The threat of censorship
How the hell to get out of this very poorly embarked affair? The outcome is, for the moment, not arbitrated. Emmanuel Macron, straight in his boots, assumes to go through with the maneuver: “They prefer irresponsibility to solidarity”, he said in the Council of Ministers, this Wednesday, on the subject of the social partners, in particular the Medef. Matignon is much more hesitant. “Paralyzed,” whispers a full-time minister.

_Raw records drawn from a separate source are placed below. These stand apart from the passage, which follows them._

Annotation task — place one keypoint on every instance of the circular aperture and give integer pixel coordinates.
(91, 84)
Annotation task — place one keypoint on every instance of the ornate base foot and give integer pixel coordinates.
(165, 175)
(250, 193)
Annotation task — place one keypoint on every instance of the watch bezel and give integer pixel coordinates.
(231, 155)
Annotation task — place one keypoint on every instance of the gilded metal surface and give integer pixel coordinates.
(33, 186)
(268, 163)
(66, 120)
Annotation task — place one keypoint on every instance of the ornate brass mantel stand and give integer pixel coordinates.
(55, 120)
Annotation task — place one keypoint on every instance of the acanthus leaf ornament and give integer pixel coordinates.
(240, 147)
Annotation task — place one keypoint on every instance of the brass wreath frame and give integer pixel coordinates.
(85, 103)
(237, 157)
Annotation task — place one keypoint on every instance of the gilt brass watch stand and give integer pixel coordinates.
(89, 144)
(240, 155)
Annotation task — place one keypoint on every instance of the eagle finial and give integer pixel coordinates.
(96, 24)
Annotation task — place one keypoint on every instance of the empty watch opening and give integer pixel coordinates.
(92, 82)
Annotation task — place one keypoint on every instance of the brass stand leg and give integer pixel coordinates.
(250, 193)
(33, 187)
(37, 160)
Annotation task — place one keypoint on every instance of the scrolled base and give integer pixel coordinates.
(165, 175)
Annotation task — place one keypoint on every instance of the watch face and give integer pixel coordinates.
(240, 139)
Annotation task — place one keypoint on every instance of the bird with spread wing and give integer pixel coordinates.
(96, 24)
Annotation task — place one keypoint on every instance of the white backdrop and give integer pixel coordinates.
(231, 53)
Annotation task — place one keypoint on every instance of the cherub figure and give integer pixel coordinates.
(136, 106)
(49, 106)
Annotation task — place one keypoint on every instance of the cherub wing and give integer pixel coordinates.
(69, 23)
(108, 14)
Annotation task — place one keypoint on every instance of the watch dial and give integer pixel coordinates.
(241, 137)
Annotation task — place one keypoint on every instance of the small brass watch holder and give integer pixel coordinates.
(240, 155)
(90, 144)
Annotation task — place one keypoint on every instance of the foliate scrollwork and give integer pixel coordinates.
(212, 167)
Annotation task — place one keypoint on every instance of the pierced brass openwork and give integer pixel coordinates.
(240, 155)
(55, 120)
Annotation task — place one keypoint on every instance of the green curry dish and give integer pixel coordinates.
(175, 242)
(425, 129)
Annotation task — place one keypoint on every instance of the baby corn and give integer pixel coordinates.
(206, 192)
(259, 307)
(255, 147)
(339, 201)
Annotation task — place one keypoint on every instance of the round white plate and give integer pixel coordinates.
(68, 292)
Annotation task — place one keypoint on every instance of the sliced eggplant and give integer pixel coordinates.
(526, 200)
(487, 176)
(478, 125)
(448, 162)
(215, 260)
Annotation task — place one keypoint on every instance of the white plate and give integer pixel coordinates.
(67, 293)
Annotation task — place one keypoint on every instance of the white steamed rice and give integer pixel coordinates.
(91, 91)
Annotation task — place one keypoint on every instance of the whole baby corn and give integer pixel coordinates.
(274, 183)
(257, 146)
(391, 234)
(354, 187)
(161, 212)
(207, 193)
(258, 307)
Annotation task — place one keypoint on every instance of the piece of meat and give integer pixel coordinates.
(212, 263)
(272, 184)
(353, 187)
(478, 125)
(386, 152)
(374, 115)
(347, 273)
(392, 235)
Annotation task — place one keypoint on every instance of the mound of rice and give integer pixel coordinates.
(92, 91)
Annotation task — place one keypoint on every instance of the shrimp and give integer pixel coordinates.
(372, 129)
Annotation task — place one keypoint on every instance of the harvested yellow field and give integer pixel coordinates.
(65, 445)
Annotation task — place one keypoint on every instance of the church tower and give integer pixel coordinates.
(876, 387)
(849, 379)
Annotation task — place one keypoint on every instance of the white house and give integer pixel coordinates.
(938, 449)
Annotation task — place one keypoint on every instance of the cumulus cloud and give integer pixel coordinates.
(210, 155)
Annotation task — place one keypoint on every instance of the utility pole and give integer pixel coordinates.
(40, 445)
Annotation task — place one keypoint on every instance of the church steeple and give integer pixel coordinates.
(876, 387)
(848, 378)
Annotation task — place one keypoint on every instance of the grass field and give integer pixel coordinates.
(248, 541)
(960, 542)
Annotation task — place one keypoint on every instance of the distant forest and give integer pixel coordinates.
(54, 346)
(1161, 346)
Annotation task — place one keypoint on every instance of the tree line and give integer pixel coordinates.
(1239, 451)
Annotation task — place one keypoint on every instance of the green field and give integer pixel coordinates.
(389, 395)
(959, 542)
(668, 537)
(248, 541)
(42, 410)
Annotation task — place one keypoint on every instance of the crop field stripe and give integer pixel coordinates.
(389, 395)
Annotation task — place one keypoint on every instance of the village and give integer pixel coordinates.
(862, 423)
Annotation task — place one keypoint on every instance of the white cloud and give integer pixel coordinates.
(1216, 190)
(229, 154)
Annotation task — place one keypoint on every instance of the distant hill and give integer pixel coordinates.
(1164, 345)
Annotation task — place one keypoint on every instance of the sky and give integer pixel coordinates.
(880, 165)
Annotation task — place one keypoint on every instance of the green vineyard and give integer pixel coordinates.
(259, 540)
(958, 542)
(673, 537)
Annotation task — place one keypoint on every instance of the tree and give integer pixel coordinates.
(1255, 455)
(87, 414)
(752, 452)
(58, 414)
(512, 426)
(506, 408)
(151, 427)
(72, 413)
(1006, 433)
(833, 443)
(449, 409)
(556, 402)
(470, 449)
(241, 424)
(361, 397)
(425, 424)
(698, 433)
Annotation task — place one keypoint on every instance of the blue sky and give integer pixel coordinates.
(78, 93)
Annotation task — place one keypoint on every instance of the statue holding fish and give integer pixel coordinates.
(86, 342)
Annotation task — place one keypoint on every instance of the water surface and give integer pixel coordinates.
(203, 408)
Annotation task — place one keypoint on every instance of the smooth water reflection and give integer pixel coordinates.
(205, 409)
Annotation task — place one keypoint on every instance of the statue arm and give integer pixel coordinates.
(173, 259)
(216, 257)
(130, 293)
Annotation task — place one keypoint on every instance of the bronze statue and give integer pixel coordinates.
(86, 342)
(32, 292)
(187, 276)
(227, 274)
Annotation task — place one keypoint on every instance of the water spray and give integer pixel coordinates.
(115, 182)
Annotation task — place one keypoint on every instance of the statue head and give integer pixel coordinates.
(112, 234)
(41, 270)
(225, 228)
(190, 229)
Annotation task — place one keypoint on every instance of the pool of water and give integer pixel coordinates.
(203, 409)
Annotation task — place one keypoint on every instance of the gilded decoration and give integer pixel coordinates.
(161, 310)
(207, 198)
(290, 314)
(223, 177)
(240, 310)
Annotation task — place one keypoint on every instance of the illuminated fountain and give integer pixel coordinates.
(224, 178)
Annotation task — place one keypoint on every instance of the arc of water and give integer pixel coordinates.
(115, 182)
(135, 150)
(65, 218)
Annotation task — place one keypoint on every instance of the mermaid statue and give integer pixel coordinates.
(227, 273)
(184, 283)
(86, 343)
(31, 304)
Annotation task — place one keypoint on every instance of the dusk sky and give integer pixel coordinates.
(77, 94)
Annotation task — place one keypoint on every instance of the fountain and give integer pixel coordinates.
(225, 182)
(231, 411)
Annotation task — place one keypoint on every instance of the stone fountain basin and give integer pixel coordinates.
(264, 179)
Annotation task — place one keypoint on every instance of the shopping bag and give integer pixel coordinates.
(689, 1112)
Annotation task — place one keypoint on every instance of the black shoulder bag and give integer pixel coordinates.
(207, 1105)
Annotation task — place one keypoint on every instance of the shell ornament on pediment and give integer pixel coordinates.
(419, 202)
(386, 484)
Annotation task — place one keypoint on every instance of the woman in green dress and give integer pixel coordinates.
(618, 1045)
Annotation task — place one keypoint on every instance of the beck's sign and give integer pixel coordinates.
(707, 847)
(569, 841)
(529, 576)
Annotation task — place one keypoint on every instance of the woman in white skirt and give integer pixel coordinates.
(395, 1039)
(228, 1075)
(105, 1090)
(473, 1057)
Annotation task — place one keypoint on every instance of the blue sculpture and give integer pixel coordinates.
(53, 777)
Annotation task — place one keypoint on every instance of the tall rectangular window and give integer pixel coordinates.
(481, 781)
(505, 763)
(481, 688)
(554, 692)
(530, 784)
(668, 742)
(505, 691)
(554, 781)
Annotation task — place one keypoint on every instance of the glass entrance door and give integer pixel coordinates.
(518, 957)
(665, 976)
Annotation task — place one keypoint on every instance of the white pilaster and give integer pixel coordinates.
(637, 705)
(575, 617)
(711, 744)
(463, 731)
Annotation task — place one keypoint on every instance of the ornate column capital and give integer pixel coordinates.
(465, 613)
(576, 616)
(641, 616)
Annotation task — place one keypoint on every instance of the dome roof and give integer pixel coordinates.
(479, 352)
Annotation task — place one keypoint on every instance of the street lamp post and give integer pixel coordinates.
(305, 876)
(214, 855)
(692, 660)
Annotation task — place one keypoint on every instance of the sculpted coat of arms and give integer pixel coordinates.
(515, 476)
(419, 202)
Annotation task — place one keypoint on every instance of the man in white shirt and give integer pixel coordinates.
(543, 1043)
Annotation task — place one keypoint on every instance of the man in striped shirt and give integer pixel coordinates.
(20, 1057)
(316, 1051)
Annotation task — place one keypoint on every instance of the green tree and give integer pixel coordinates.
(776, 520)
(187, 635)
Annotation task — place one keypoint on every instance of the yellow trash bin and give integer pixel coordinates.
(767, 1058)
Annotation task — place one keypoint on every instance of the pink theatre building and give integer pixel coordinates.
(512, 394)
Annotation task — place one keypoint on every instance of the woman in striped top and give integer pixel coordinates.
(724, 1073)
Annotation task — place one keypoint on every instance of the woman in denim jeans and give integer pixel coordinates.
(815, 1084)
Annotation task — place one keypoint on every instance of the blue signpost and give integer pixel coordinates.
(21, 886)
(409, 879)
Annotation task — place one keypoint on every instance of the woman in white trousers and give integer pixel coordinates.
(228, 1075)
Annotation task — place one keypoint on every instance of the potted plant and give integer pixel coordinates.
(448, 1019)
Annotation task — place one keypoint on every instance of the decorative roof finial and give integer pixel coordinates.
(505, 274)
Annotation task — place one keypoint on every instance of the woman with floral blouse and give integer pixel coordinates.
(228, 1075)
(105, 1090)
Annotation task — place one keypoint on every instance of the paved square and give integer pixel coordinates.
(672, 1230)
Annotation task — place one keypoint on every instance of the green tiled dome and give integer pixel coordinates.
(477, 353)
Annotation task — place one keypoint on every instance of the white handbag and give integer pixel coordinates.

Behind the scenes, the Prime Minister is increasing discussions, to find “a way out in dialogue”. But in the event of disagreement, Matignon warns: “If we cannot find the savings here, we will have to look for them elsewhere.” Not simple: Bruno Le Maire does not want to hear about tax increases. It is difficult, however, to imagine the executive going through with its project against the advice of all the union organizations. “I have the feeling that they are going to give up,” predicts a Renaissance MP, a specialist in public finance issues. “Forcing the thing through an amendment to the PLFSS would be explosive.”
And for good reason: a degraded relationship with the social partners is not the only sword of Damocles levitating over the head of Élisabeth Borne and the government. In Bercy, where Bruno Le Maire is doing his best to convince his European partners and the rating agencies of France’s budgetary seriousness and the credibility of its promises, this budgetary blunder comes at a bad time. “This counts towards public spending in the sense of Maastricht, so it loses us a billion in terms of Europe,” regrets a minister.
Even more serious: the PLFSS having to be adopted with the magic card of 49-3, the subject offers a new opportunity to the Republicans in the National Assembly to wave the red rag of the motion of censure to bring down the government. “Let the LRs not give us lessons on the trajectories of public finances,” grumble those around Élisabeth Borne. Lesson or not, the LRs, even divided on the question, will have the means to press the button and, above all, to be followed at least by the Nupes and the National Rally. Agirc-Arrco: when a nebulous acronym can sound the death knell for the government.